Haim began as a family band under the guileless name of Rockinhaim, playing local gigs with their dad, Mordechai (“Moti”), a former professional footballer, and their mother, Donna, who met in New York. “I feel like my parents lived a crazier, funner life than I did,” says Alana. “All they did was dance and play music. I was, like: ‘This is the most beautiful love story I’ve ever heard! You guys just met, and fell in love, and danced all the time?’” Este picks up the thread – “I wish I could get in a time machine” – and all three speak rapturously of the 70s New York of CBGB, Studio 54 and Max’s Kansas City. “Back then you’d actually have a dance partner to go clubbing with,” says Este.

Forlorn but a little self-mocking, Danielle adds: “It’s hard to find a guy to dance with! I feel like I haven’t found my dance partner.”

“There’s a song right there,” Este pronounces, with big-sisterly authority.

“Record three,” Alana suggests, “I Haven’t Found My Dance Partner.”

Casting Danielle a look, Este adds, in warning: “Your dance card is gonna be pretty full, though, if you put that out there.”

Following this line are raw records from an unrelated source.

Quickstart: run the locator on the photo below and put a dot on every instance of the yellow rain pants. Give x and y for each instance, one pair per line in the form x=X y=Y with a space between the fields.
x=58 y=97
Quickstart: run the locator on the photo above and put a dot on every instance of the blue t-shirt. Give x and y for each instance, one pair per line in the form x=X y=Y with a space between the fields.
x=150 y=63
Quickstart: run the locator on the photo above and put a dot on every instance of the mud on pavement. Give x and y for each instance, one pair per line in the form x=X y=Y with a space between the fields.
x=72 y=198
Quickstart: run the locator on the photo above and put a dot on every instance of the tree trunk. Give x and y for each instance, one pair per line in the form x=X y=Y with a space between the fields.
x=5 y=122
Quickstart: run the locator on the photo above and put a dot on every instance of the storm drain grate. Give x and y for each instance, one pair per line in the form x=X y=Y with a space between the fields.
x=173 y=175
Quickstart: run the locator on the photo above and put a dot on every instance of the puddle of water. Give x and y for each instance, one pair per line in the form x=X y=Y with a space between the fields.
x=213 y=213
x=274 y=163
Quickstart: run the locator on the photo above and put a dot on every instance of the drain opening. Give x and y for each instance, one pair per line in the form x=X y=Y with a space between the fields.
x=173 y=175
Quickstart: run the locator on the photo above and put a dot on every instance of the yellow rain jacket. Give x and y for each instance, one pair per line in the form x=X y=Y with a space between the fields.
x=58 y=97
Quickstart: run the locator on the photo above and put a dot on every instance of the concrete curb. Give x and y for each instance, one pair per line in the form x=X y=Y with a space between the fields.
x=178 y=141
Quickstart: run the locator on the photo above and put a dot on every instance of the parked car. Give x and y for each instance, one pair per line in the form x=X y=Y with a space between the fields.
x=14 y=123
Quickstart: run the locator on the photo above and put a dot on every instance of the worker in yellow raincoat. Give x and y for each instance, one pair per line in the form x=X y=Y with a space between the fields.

Click here to watch the video for Want You Back.

At Glastonbury this year they did just fine without partners; at various points, each sister abandoned her instrument to dance. Alana jumped off stage and bounced down to the crowd . They’ve danced in videos, too, first for If I Could Change Your Mind, whose choreography is a winning combination of kitschiness and sincerity. Their synchronised moves read like a living room homage to Destiny’s Child. Like them, Haim, who have been courted by high fashion, are not above a co-ordinated red-carpet look.

Their latest video is choreographed, too. For the pounding Want You Back they groove down a deserted Ventura Boulevard at dawn, the same San Fernando Valley street that Tom Petty crooned over in 1989’s Free Fallin’. It’s not so easy to shut down an LA thoroughfare but, as Este says: “The Valley gods were shining on us.” They like to think there was someone in City Hall, who, as Alana puts it, “went, ‘Oh, the Haim girls? Yeah’”.

It wasn’t always thus, of course. “We know exactly how it feels to be booed,” says Alana. “We know exactly how it feels to get shit thrown at you. You have to go through that shit. That’s the thing: to me, that was fun as fuck that I get to tell those stories because we worked so hard for five years. It was so funny when we came up to the UK and it was like, ‘Overnight sensation!’ I’m like: ‘Overnight sensation after five years!’” They’ve played venues, they say, where there were only men’s toilets backstage: “We had to figure out how to pee in a urinal,” says Alana.

“We’re really good at it by the way,” Este says dryly. “I could literally show you,” and she yanks a leg in the air. “Honestly, we’re limber as fuck now.”

A summer of touring lies ahead and, “if we seem excited,” says Danielle, with a direct, earnest look, “it’s just because we’re truly just very excited to go back on tour. We don’t take any of this very lightly. We spent the last two-and-a-half years working on these songs every day to make sure that we’re giving everyone the best thing that we can do. We take it so seriously.” Their music yes, but themselves, thankfully, no.